JERSEY CITY, New Jersey (WABC) -- A former Major League Baseball pitcher who then became a Port Authority police officer was killed in a wrong-way crash near the Holland Tunnel while on his way to serve in the 9/11 ceremony at the World Trade Center Sunday.
Tributes are pouring in for 37-year-old Anthony Varvaro, who grew up in Westerleigh on Staten Island and played six seasons of professional baseball after a standout collegiate career at St. John's.
After stints with the Seattle Mariners, Atlanta Braves and Boston Red Sox, Varvaro retired in 2016 and joined the Port Authority Police Department.
The crash happened at approximately 4:25 a.m. on the New Jersey Turnpike Hudson Bay Extension East at milepost 6.7, in Jersey City, where police say 30-year-old Henry Plazas, of Bridgewater, was traveling west in the eastbound lanes when he struck Varvano's Nissan Maxima head on.
Both drivers were killed.
St. John's head baseball coach Mike Hampton said he was "at a loss for words" over Varvaro's death.
"Not only was he everything you could want out of a ball player, he was everything you could want in a person," said Hampton, who was an assistant coach at St.

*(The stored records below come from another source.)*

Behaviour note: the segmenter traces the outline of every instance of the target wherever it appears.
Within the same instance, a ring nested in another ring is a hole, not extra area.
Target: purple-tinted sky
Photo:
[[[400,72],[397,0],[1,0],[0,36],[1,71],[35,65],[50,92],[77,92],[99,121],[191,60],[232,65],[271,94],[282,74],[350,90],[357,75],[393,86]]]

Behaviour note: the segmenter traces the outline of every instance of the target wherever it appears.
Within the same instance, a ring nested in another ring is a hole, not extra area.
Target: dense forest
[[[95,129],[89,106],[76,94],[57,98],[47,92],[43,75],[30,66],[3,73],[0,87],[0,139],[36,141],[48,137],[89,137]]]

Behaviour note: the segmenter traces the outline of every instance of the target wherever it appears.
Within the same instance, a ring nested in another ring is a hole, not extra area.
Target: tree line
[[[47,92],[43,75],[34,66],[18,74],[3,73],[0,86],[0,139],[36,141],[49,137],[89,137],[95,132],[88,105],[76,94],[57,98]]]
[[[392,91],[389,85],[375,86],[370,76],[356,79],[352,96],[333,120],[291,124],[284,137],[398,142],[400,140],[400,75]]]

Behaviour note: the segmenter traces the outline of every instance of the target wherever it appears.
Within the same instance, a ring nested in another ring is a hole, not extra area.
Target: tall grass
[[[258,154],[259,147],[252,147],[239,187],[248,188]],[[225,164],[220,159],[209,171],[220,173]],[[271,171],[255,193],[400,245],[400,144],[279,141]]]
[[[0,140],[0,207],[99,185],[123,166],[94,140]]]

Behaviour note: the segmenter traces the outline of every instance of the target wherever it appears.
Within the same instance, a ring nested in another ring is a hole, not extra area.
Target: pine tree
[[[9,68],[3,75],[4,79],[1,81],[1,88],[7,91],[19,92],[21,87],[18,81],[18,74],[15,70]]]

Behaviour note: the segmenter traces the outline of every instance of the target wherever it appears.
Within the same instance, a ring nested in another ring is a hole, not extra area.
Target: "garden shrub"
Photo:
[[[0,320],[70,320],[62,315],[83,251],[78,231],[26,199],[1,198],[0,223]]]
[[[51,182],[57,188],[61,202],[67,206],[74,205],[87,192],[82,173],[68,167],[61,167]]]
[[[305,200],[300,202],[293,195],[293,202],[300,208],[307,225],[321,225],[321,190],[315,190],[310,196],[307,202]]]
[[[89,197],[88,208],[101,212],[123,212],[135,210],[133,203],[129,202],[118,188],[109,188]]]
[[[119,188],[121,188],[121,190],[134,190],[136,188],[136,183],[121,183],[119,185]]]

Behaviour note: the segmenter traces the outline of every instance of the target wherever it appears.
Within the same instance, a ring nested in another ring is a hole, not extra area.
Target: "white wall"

John's during all three of Varvaro's seasons there. "My heart goes out to his family, friends, teammates and fellow officers."
Port Authority officials said in a statement that Varvaro "represented the very best of this agency, and will be remembered for his courage and commitment to service."
"On this solemn occasion as the Port Authority mourns the loss of 84 employees in the attacks on the World Trade Center - including 37 members of the Port Authority Police Department - our grief only deepens today with the passing of Officer Varvaro," said the statement by Port Authority Chairman Kevin O'Toole and Executive Director Rick Cotton.
Varvaro was drafted by Seattle in the 12th round in 2005, and he played for the Mariners in 2010 and the Braves from 2011 to 2014.
"We are deeply saddened on the passing of former Braves pitcher Anthony Varvaro," the Braves said in a statement. "Our thoughts and prayers are with his family and colleagues."
He was traded to the Red Sox in late 2014 and pitched 11 innings for Boston early in the 2015 season. In May 2015, the Chicago Cubs claimed him off waivers from Boston, but returned him to the Red Sox after testing showed he had a elbow injury in his right pitching arm, which resulted in season-ending surgery.
For his major league career, he pitched 183 innings in 166 games, compiling a 3.23 earned run average, 150 strikeouts and one save.
In 2016, he appeared in 18 games for Boston's top minor league affiliate before retiring in June and beginning his police training.
Varvaro, who studied criminal justice at St. John's and graduated in 2005, told the student newspaper, The Torch, in December 2016 that he inquired about police jobs at the Port Authority while pitching in the majors.
"I figured that I had a pretty successful career in baseball," he told the newspaper. "I had played a number of seasons, and I was fine moving on to the next step of my life."
Port Authority officials said Varvaro became a police officer in December 2016 and was assigned to patrol for nearly five years before transferring to the Port Authority Police Academy to become an instructor.
He also worked with Little Leaguers.
"We are sad to announce the passing of our President, Friend, Coach, Husband, and Father Anthony Varvaro," Sailor's Snug Harbor Little League said. "The Snug Harbor LL community is deeply saddened by the loss of Anthony. Not only was Anthony the President he was a tremendous person. Please keep his family in your thoughts and prayers."
He leaves behind a wife and four children.
Wakes will be held for Varvaro from 4 p.m. to 7 p.m. on Tuesday and from 2 p.m. to 5 p.m. and 7 p.m. to 9 p.m. Wednesday at Matthew Funeral Home on Victory Boulevard in Staten Island.
A funeral Mass will be held at 10:30 a.m. Thursday at Our Lady of Good Counsel Church on Austin Place, with internment to follow at St Peter's Cemetery on Tyler Avenue.